May the Holy Spirit, in this moment in which a new time is opening for the Church, full of hope, reawaken in men who are at the window the expectancy of the message, and in the messengers the will to make it reach them, even at the cost of their life.
Truly disturbing words from the preacher to the papal household. All of a sudden iconoclasm is back in vogue. The destruction and defacing of our sacred spaces are back in the table. The continued protestanizing of the Church is to come back in full force and all in the name of evangelizing and humility. The cure to the poison is more poison.
Reblogged this on Beyond Sodality and commented:
Some of the ceremonials and art are great witness to Christianity, but for the most part, we get too wrapped up in what happens on Earth and forget the reasons we are Christians.
I must say I really don’t understand Fr Cantalamessa.
The Church for all these past centuries has been reaching out to the “existential suburbs of sin, suffering, injustice, religious ignorance and indifference, and of all forms of misery.”
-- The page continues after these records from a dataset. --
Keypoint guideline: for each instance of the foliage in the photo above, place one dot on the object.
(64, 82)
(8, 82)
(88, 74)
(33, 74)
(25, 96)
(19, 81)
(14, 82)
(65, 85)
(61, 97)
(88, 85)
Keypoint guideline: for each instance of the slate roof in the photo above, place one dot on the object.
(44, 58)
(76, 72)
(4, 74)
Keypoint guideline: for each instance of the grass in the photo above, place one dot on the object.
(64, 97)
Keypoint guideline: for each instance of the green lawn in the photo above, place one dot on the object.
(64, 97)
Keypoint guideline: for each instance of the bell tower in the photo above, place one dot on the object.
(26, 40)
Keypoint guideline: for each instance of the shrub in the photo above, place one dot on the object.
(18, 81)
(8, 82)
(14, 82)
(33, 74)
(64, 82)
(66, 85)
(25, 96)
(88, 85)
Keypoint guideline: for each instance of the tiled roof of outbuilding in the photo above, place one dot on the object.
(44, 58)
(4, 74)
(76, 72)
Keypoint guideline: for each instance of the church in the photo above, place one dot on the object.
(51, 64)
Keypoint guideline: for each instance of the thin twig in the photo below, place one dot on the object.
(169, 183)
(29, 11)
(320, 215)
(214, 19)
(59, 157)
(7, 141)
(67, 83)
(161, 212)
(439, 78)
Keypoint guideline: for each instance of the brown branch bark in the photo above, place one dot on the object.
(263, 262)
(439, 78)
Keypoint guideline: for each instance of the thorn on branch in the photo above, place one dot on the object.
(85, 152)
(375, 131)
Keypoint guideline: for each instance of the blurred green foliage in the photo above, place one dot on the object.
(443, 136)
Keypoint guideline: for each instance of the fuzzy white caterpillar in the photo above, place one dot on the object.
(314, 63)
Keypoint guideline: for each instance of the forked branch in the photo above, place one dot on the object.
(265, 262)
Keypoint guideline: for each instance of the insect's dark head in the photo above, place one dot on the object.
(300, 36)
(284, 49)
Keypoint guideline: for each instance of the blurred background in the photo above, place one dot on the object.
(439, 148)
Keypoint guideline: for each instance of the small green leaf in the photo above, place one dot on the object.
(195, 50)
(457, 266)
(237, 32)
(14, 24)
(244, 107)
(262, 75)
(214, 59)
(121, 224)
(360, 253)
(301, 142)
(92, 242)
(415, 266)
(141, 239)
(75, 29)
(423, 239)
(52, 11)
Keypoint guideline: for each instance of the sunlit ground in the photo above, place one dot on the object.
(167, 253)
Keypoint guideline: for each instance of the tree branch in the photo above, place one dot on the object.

Just this morning, for instance, I was reading about the Spiritan Fathers and the Sisters of the Infant Jesus (who have been very active in this part of the world), both of them 17th century foundations.
False premises bring false conclusions.
A notable first?
Francisco quotes Franz.
Toad would be surprised to learn if any other pope had ever done so. But you never know.
Orwell next. Surely?
Or maybe Marx?
Or possibly even Wittgenstein?
Unamuno, certainly. No question.
Rahner? Hmmm. Have to wait and see.
Toad is a big fan of Francis already.
Dear Toad, Toad could reconsider and be saying rather that Toad is a big fan of Rainier (Rayner?) already.
Karl Rahner, Godlen.
Wouldn’t claim to be a fan, but his ideas on evolution are interesting. And you probably know all that, and are just teasing silly Toad.
Dear Toad, perhaps I’m the silly one, but it looks to me like it’s Father Raniero Cantalamessa what has read Kafka, not Papa Francesco Bergoglio (although he might have too).
Oh, dear, Geldon. You are correct, as usual, no doubt.
What a shame. No chance of a bit of Sartre next, then.
I suppose I was thinking Cantalamesa was a sort of newsreader for Pope Francisco’s thoughts.
Toad has entertained grave doubts about Cantalamesa’s cred, ever since he said owls can’t see in daylight.
And a very early good morning to you too, Toad.